Almost all the functions in the aggregation family accept just a single parameter - a range vector. It means that the over time part, i.e., the duration of the aggregation period, comes from the range vector definition itself.

The only way to construct a range vector in PromQL is by appending a bracketed duration to a vector selector. E.g. http_requests_total[5m]. Therefore, an <agg>_over_time() function can be applied only to a vector selector, meaning the aggregation will always be done using raw scrapes.

Another motivation for aggregating metrics over time comes from the fact that instant vectors of raw scrapes often are just glimpses of the actual state of your system. To facilitate graph plotting, Prometheus offers range API queries. Logically, a response of a range API query consists of a series of instant vectors, where each vector is one resolution step away from another. Depending on how lucky you are, you can miss important insights hidden in between any two consecutive vectors.

Unlike scalar elements of an instant vector, each element of the range vector is actually an array. Elements of such an array are scrape values falling into the corresponding time bucket. By applying an <agg>_over_time function to these buckets, we achieve a moving window effect that potentially can incorporate all data points without leaving any gaps. If the window duration is at least one resolution step long, none of the available data points will be discarded.
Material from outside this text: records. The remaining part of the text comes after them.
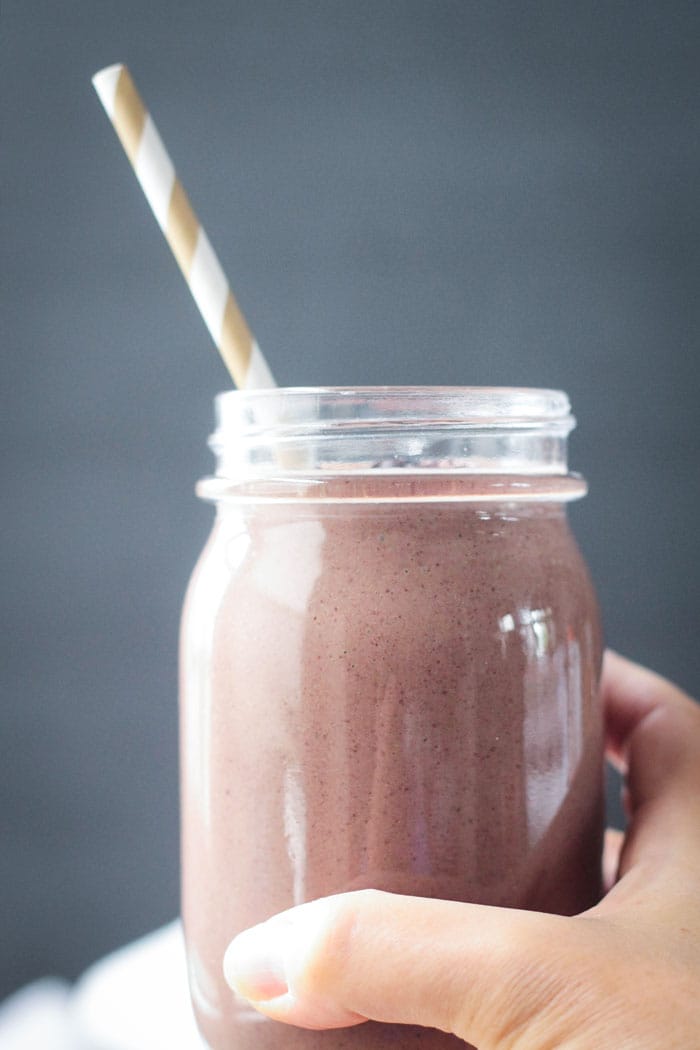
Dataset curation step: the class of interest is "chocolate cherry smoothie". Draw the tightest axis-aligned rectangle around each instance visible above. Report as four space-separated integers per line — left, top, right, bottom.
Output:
182 391 602 1050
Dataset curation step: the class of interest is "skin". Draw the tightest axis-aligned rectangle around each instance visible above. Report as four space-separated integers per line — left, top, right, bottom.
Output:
225 652 700 1050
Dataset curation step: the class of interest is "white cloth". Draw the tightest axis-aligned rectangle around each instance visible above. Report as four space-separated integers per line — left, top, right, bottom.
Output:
0 922 205 1050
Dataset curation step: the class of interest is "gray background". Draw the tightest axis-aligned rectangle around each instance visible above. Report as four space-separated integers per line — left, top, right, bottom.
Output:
0 0 700 992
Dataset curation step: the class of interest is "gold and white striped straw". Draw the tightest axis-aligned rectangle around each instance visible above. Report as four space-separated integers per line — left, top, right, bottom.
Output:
92 64 275 390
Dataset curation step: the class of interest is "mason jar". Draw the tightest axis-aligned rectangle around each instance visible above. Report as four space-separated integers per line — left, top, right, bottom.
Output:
182 387 602 1050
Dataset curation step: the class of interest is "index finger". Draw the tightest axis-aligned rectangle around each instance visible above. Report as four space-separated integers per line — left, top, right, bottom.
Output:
601 652 700 869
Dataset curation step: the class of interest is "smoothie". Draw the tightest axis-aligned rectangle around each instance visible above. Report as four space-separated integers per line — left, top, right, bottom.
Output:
182 476 602 1050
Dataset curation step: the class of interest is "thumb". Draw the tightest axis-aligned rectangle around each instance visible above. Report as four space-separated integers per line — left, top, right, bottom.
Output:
224 889 575 1047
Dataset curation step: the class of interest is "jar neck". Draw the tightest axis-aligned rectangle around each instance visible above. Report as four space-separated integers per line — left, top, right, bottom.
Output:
201 387 586 499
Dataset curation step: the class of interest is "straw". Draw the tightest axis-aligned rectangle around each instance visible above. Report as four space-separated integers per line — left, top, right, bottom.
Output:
92 64 275 390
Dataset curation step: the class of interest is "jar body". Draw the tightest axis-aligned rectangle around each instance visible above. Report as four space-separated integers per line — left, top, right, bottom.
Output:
182 478 602 1050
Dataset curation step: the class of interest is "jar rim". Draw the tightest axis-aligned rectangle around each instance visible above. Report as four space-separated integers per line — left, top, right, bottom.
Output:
209 386 579 498
215 385 575 431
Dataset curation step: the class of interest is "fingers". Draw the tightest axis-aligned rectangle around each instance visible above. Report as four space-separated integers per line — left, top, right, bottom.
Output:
225 890 576 1046
602 827 624 893
601 652 700 875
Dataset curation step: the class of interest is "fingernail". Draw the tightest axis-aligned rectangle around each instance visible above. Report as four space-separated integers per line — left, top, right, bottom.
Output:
224 916 293 1003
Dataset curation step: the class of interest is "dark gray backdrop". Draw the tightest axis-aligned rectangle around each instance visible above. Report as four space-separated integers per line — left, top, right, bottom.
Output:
0 0 700 992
PromQL Functions - aggregation over time

Grafana tip: use $__interval built-in variable for your range vector durations.
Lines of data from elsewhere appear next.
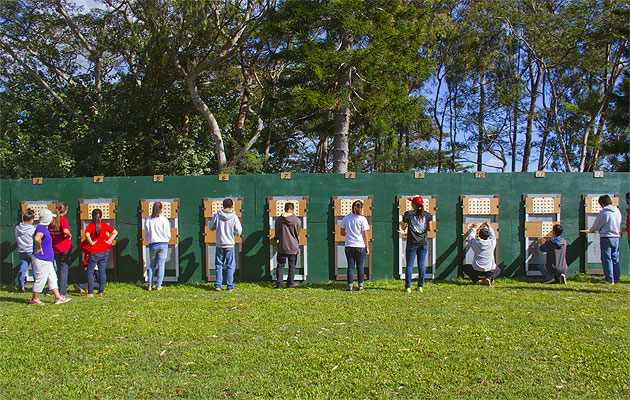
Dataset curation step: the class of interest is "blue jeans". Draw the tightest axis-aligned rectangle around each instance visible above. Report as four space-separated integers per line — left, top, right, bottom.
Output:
214 247 235 290
599 237 620 282
55 249 72 296
345 247 365 286
86 251 109 294
405 244 429 289
17 253 35 290
147 244 168 288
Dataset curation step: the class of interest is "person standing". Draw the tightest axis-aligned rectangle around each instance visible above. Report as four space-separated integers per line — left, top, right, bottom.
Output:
400 195 432 293
538 224 569 285
144 201 171 291
15 208 35 292
341 200 370 292
209 199 243 292
275 202 302 289
463 221 501 286
48 202 72 296
84 208 118 297
589 194 621 284
30 208 70 306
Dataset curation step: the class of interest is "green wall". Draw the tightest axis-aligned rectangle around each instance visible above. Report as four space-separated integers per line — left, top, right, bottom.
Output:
0 173 630 283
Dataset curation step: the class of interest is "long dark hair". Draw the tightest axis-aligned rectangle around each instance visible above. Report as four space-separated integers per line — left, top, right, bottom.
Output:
92 208 103 236
151 201 162 218
50 201 68 231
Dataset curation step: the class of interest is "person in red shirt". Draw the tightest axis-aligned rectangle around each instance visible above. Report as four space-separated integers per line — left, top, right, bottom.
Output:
84 208 118 297
48 202 72 296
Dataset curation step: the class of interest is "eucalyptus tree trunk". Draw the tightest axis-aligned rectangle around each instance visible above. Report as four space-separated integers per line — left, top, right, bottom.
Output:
332 32 353 173
521 61 542 172
477 71 486 171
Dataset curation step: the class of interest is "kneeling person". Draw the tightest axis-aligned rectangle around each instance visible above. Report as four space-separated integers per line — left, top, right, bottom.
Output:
538 224 569 285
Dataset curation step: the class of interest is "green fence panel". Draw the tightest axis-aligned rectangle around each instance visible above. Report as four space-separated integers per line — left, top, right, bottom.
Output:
0 172 630 283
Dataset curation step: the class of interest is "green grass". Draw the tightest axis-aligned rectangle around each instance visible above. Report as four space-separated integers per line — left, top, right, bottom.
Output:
0 277 630 399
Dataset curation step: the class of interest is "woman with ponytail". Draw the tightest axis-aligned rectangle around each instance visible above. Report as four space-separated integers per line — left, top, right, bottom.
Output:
144 201 171 290
48 202 72 296
85 208 118 297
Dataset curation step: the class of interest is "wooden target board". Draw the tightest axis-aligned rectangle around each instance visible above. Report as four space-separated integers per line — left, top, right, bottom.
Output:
582 193 619 275
267 196 308 281
460 195 500 276
203 197 244 282
79 198 118 280
396 194 437 279
332 196 374 281
139 199 179 282
523 194 562 276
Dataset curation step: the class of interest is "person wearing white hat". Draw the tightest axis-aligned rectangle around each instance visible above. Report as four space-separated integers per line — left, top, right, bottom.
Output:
30 209 70 306
400 195 432 293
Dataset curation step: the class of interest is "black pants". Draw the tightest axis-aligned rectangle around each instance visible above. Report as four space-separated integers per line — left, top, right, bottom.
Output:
462 264 501 283
276 253 297 287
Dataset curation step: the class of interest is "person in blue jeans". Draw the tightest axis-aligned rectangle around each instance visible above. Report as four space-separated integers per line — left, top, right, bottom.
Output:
400 195 432 293
341 200 370 292
144 201 171 291
15 208 35 292
208 199 243 292
589 194 621 284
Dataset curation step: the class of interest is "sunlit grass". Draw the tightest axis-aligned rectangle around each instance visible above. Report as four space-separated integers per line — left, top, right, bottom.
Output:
0 278 630 399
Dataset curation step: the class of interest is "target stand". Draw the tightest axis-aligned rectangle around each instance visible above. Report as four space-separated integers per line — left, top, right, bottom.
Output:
203 197 243 282
267 196 308 281
523 194 562 276
79 199 118 280
582 193 619 275
332 196 374 281
396 194 437 279
460 195 499 272
20 200 57 282
140 199 179 282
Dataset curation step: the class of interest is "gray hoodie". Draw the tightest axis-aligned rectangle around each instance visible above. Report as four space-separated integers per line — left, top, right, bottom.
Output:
209 209 243 248
15 222 35 254
589 205 621 237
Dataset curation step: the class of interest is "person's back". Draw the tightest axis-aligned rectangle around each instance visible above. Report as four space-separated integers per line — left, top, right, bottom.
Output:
468 225 497 271
275 214 302 254
210 208 242 247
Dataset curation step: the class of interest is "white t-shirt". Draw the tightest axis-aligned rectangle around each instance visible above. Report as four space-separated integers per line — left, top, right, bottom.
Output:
341 213 370 248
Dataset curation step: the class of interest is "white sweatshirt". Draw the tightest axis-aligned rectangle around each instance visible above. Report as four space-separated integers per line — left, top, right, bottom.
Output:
144 215 171 244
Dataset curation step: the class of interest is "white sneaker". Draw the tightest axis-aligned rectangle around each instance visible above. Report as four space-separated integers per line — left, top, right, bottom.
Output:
55 296 72 304
29 299 46 306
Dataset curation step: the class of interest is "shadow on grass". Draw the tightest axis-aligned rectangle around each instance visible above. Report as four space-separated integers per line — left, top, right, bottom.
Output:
498 284 606 293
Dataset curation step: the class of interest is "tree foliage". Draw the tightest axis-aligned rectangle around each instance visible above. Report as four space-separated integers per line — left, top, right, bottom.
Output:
0 0 630 178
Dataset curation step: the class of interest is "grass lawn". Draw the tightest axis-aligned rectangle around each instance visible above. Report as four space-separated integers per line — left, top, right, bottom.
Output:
0 277 630 399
min, max, avg, sum, stddev, stdvar over time

The naming makes the purpose of these functions quite obvious. For instance, avg_over_time() is what you may use to compute a moving average of some metric. Similarly, stddev_over_time() can be used to produce a moving standard deviation.

However, there is always a caveat. Prometheus supports different logical types of metrics - gauges, counters, histograms, and summaries. Surprisingly or not, physically, there is no difference between these types. All of them are just stored as series of float numbers. PromQL doesn't really distinguish between the logical types of metrics either. What only matters for PromQL is an expression type. I.e., it wouldn't allow you to call a function that expects an instant vector with a range vector argument. However, a range vector of gauges is physically indistinguishable from a range vector of counters. And here we go...
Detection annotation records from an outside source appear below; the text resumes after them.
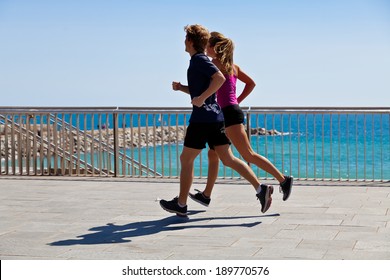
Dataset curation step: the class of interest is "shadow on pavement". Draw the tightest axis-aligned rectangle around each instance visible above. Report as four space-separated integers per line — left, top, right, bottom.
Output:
48 211 280 246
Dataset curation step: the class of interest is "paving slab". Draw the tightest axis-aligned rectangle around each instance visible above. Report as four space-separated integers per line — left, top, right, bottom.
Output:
0 176 390 260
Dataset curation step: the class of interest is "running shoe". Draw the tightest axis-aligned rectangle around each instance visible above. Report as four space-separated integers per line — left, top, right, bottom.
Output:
189 189 211 207
256 184 274 213
279 176 294 201
160 197 187 216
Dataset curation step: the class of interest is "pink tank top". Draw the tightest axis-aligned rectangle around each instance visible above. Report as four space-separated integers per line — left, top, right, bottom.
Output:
217 74 238 108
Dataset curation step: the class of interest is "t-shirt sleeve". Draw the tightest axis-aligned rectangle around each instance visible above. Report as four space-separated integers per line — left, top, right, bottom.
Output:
195 56 219 77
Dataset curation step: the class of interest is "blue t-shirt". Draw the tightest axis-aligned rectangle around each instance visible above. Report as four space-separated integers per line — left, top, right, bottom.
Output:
187 53 224 123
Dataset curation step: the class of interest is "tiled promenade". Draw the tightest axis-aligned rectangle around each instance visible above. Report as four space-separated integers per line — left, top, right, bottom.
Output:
0 176 390 260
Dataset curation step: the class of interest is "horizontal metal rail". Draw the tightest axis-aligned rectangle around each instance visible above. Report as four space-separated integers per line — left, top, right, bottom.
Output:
0 107 390 181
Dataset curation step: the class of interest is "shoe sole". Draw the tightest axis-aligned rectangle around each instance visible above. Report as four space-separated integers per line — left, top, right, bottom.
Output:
188 193 209 207
261 186 274 213
160 202 187 217
283 177 294 201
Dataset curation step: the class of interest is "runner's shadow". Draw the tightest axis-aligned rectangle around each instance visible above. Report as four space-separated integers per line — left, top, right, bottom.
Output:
48 211 279 246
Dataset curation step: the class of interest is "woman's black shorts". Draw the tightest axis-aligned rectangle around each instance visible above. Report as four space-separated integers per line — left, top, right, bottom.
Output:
222 104 245 127
184 122 230 150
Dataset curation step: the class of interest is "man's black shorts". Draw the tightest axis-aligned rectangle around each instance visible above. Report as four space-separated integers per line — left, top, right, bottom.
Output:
184 122 230 150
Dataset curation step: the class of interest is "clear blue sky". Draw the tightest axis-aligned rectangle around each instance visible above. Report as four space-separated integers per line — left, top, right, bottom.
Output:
0 0 390 107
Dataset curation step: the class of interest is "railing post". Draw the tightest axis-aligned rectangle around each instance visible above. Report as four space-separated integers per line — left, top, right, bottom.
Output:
112 112 119 177
246 107 252 166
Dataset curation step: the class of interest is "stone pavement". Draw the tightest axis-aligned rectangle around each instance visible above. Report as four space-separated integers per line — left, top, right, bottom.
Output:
0 176 390 260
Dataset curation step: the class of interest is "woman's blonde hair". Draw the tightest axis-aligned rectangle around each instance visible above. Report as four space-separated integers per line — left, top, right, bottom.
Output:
209 31 234 75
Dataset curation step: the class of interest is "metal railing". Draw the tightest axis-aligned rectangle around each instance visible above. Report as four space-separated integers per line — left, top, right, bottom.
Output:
0 107 390 181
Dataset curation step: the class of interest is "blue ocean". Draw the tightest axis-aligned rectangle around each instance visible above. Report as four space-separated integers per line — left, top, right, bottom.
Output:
23 113 390 180
103 114 390 180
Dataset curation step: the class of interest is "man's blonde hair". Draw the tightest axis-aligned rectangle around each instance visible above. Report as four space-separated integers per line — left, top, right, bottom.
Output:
184 24 210 53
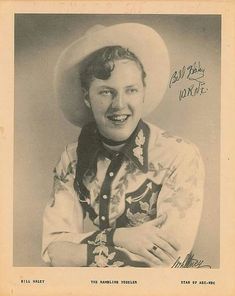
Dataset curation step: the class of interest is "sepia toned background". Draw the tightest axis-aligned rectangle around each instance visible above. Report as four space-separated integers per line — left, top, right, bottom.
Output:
13 14 220 268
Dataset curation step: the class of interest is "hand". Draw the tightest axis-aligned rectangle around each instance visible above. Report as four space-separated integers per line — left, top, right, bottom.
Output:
113 214 179 266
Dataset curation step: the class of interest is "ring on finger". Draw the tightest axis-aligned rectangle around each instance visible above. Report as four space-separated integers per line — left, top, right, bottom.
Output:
151 245 158 253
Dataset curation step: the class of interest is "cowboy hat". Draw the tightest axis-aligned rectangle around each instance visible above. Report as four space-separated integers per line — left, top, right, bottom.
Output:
54 23 170 127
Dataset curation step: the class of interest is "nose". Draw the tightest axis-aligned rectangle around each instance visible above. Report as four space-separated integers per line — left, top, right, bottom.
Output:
112 93 126 109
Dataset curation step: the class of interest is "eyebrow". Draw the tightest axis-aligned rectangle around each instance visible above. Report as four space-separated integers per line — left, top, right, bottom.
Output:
99 84 138 89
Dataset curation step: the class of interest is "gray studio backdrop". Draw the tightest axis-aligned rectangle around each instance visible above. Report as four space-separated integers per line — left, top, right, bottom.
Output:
13 14 220 268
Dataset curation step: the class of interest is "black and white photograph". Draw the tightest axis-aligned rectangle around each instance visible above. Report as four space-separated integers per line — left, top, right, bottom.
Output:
13 13 221 272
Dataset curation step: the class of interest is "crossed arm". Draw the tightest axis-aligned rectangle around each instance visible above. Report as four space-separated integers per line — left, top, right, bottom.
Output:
43 142 204 267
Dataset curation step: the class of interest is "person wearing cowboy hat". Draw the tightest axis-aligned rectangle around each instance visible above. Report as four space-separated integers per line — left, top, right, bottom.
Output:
42 23 204 267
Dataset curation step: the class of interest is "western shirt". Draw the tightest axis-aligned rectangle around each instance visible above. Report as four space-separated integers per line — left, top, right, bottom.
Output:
42 120 204 267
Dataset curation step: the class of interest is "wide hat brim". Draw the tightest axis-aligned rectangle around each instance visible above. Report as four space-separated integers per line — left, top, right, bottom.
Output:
54 23 170 127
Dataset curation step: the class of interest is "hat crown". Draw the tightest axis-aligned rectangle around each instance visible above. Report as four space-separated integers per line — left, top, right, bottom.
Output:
85 24 105 35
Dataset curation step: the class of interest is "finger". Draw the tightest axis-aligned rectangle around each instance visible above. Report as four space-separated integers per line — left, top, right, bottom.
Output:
149 213 167 228
153 236 177 259
157 233 180 251
141 249 162 265
153 247 175 265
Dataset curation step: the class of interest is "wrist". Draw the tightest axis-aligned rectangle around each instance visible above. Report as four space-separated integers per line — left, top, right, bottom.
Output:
113 228 127 247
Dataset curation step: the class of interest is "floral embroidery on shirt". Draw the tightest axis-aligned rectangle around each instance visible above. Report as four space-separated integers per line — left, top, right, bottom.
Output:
50 160 76 207
149 162 174 177
133 129 145 165
126 209 150 226
165 189 195 218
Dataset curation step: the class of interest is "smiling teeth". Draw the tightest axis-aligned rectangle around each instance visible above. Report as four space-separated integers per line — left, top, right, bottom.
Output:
109 115 128 121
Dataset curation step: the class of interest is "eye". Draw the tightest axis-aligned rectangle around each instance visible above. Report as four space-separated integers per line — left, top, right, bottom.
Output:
99 89 113 96
126 87 138 94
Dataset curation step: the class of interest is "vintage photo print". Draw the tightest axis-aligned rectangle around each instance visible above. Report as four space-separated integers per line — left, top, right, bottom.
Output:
0 1 234 295
14 14 221 268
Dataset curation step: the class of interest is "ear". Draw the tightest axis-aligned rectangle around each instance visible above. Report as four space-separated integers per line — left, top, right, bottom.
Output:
82 88 91 108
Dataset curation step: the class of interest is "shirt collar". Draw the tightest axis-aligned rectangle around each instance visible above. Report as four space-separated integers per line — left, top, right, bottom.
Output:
78 120 150 173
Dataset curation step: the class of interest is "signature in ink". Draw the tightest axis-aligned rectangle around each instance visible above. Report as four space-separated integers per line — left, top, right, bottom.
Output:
169 61 208 101
179 81 208 101
171 252 211 268
169 62 205 88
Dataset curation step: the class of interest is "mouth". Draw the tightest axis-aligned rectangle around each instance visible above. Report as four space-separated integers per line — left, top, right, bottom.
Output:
107 114 130 124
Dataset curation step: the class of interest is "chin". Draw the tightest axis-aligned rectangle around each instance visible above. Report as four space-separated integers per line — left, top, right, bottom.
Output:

functions min_over_time(), max_over_time(), avg_over_time(), sum_over_time(), stddev_over_time(), and stdvar_over_time() makes sense to use only with gauge metrics.

Just think of it for a second. If you call, say, min_over_time() on a range vector of counters, it'd always return the left-most sample.

quantile_over_time()

quantile_over_time(scalar, range-vector) - this is the only one that takes two parameters: a scalar defining the quantile to compute and a range vector.

last_over_time()

last_over_time(http_requests_total[5m]) is pretty much the same as just http_requests_total. If we take the very last sample from every element of a range vector, the resulting vector will be identical to a regular instant vector query. The only usage that comes to mind is to be able to manipulate the lookback window on the fly.

While constructing an instant vector, Prometheus looks up to 5 minutes back from the queried timestamp. For every metric, the very last sample falling into the [t - 5m, t] time range is then added to the resulting vector. The 5m delta is a heuristical value that can be changed by providing --query.lookback-delta command-line parameter. However, changing it would require a server restart. Via using last_over_time(<vector_selector>[<duration>]) we can control the lookback delta duration at runtime.

count_over_time()

count_over_time() counts the number of samples for each element of the range vector. The actual values of the samples are disregarded. Thus, the resulting instant vector will just represent the number of scrapes per series falling into the requested time frame.